Bu iki halkın bir benzerlikleri de, yaşadıkları sorunlardan, sınırları içinde yaşadıkları ülkeleri, hatta bir kısım halkları sorumlu tutmaları. Sınırları içinde yaşadıkları ülkeler ve halklarının bir kısmı da neredeyse başlarına gelen bütün maddi ve manevi felaketleri onlardan biliyor. Kimse de mevcut durum oluşmadan önce, bölgedeki bütün halklar şu veya bu şekilde, şu veya bu devletin sınırları içinde bir arada barış içinde yaşıyorken ve ciddi bir sorun yaşamazken, neden şimdi en azından rahatsızdırlar, diye sormuyor. Oysa bu durumun oluşmasında ne Beluciler ile Kürtlerin, ne de sınırları içinde yer aldıkları ülkeler ile o ülkelerin halklarının herhangi bir dâhili yok.
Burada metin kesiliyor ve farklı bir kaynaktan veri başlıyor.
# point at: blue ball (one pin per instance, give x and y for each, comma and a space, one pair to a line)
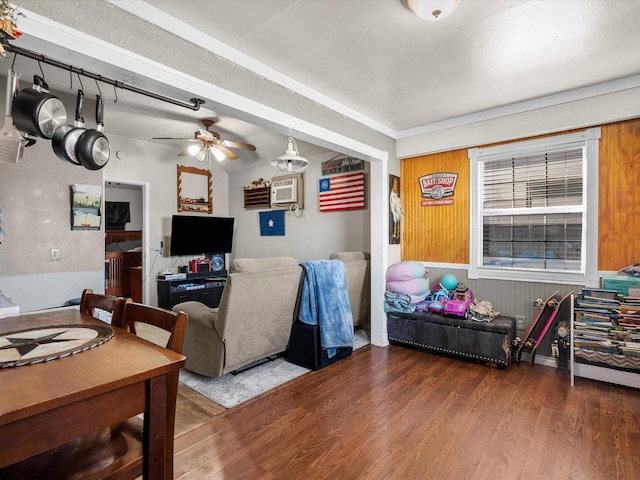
448, 281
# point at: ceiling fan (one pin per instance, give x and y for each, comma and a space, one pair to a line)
211, 145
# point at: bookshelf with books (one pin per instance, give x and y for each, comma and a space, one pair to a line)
605, 335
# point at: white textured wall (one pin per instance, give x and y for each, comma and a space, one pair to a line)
312, 235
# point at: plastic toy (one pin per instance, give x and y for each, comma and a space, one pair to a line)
448, 281
459, 303
438, 301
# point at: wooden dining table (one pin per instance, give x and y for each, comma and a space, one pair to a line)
44, 405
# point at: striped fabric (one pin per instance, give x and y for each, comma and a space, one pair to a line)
342, 192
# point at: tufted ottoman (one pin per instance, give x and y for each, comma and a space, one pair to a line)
485, 342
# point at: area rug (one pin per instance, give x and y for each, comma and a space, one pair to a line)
231, 390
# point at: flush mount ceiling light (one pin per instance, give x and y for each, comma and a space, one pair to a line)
432, 10
290, 161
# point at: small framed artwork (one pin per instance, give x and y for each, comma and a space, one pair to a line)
395, 210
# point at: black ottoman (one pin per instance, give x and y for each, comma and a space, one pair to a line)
486, 342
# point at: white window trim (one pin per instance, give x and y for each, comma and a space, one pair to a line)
589, 277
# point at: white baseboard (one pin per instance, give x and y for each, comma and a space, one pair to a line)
540, 360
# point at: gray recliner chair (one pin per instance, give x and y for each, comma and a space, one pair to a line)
252, 322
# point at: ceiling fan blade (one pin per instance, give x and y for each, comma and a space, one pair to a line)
174, 138
230, 155
246, 146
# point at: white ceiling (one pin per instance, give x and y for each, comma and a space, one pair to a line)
376, 61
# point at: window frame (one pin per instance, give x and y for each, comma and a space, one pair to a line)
588, 274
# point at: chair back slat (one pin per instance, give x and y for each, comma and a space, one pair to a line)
109, 303
172, 322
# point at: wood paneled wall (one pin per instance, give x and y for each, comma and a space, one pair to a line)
441, 233
438, 233
619, 195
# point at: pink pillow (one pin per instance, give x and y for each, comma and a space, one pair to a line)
415, 286
406, 270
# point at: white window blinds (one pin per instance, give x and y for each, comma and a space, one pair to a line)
530, 211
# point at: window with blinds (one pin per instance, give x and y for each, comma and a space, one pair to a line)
532, 209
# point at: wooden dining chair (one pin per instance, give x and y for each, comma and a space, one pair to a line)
91, 301
114, 452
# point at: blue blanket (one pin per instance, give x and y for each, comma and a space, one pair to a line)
325, 302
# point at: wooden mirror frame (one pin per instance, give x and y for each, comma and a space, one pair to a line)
197, 191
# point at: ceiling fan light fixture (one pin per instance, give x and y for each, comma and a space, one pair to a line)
432, 10
218, 154
290, 160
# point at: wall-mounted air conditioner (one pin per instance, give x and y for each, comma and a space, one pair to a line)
284, 191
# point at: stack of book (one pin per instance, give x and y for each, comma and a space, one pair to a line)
608, 323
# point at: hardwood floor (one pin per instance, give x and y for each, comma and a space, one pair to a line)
391, 413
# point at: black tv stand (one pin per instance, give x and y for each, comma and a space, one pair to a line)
204, 287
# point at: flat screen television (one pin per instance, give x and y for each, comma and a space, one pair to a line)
200, 235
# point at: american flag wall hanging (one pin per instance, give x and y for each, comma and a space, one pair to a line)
342, 192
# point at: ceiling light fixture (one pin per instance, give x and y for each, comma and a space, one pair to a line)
432, 10
204, 153
290, 161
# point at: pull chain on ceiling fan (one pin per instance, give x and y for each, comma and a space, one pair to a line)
210, 144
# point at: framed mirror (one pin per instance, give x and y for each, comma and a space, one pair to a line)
194, 190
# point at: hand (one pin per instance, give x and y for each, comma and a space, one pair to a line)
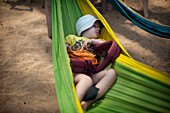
87, 44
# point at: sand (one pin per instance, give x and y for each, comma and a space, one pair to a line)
26, 71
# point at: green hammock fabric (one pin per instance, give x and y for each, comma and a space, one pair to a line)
133, 91
156, 29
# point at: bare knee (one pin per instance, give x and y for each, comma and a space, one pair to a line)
111, 73
87, 80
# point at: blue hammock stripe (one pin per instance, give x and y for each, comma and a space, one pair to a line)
156, 29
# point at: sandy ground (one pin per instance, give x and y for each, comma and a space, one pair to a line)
26, 72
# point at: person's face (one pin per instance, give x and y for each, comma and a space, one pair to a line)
93, 32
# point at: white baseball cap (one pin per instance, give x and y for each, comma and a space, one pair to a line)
85, 22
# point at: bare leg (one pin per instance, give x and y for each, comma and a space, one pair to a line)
103, 80
83, 83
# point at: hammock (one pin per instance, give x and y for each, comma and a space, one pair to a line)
139, 88
156, 29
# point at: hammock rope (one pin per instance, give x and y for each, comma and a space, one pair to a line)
139, 88
140, 21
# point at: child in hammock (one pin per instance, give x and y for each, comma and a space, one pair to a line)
88, 29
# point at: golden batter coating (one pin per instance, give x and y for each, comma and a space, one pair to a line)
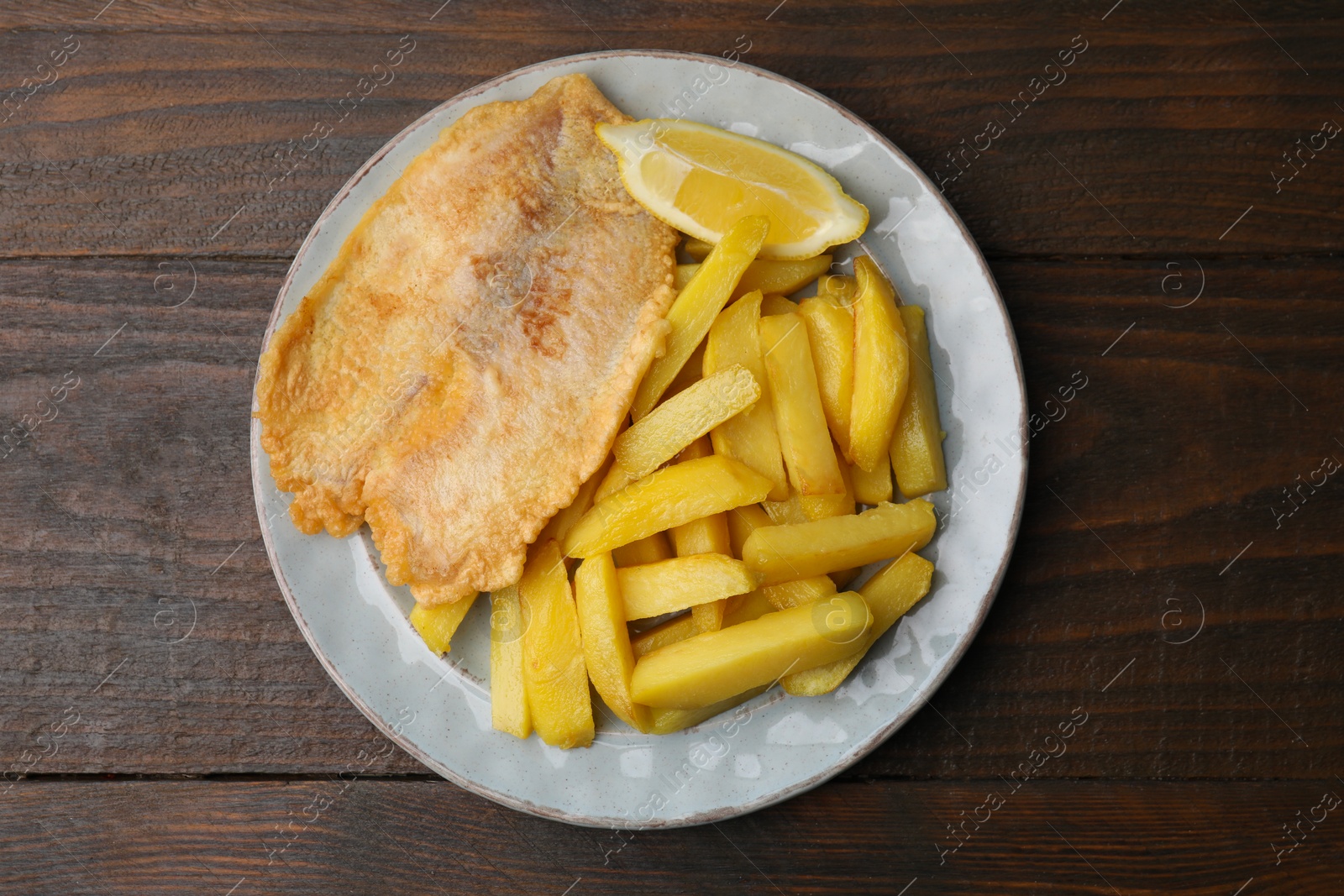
463, 365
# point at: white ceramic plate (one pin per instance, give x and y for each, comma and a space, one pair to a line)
774, 746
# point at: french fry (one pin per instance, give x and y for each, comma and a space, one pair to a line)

Ne olduysa, Batı medeniyetinin dünyanın dizginlerini ele alması ve dünyayı kendi çıkarlarına göre şekillendirmesi ile oldu.
Ancak Belucilerin ve Kürtlerin sınırları içinde yaşadıkları ülkelerin, özellikle uzun tarihleri ve imparatorluk tecrübeleri olan Türkiye ve İran'ın, mevcut durumun oluşmasında değilse bile, bu durumu bir veri kabul edip ilelebet sürdürme azminde olmaları nedeniyle önemli oranda hatalı oldukları söylenebilir. Emperyalistlerin önlerine koyduğu mevzuatı aşılmaz bir din gibi algılamaları ve onun dışında bir çözüm aramamaları, aranmasının teklif edilmesini dahi yasaklamaları bu rahatsızlığın büyüyerek sosyolojik, ekonomik, ahlaki, tarihsel ve askeri bir sorun haline gelmesine neden olmaktadır çünkü. Belucistan'da son zamanlarda yaşanan hadiseler bunun somut göstergesi.
Belucistan, İran, Afganistan ve Pakistan arasında üçe bölünmüş yekpare bir coğrafya. Her üç ülkenin de sınır uçlarında yer alıyor. Bu yüzden söz konusu devletlerin "sinir uçları" konumunda olduğu söylenebilir. Bu sınırları çizenlerin, günün birinde bu "sinir uçları"na dokunarak bir takım çıkarlar elde etmeyi, en azından söz konusu devletlerin kendi içlerine yoğunlaşmalarını sağlamayı planladıkları açık. Nitekim bugünlerde Gazze'de gerçekleştirdiği katliam nedeniyle, İsrail üzerinde yoğunlaşan uluslararası baskıyı azaltacak, dikkatleri başka bir tarafa çekecek bir enstrüman olarak kullanıldı, bu çözülemez, çözülmesi dahi teklif edilemez sorun. Önce İran, Pakistan sınırları içindeki "ayrılıkçı"ları, ardından Pakistan, İran sınırları içindeki "bölücü"leri vurdu. Bir savaşın çıkması ihtimalinden söz ediyor ekranlardaki çubuklu uzmanlar.
Bu arada her iki tarafta vurulan "terör" karargâhlarının kerpiçten olması hususuna uzmanlar henüz çubuk basmadılar. Bugüne kadar yaşanan tecrübeler sonucu, hassas "sinir uçları"na sahip ülkelerin böyle bir provokasyona mahal vermemek için hassasiyeti giderecek makul, meşru, insani, İslami çözümler bulmaları gerekirdi diyen de çıkmıyor. Çünkü Batılı efendiler, ülkelerin önüne aşılmaz, aşılması teklif dahi edilmez mevzuatlar koydukları gibi, aydınların zihinlerini de Batılı kavramlar mezbelesine çevirmişler.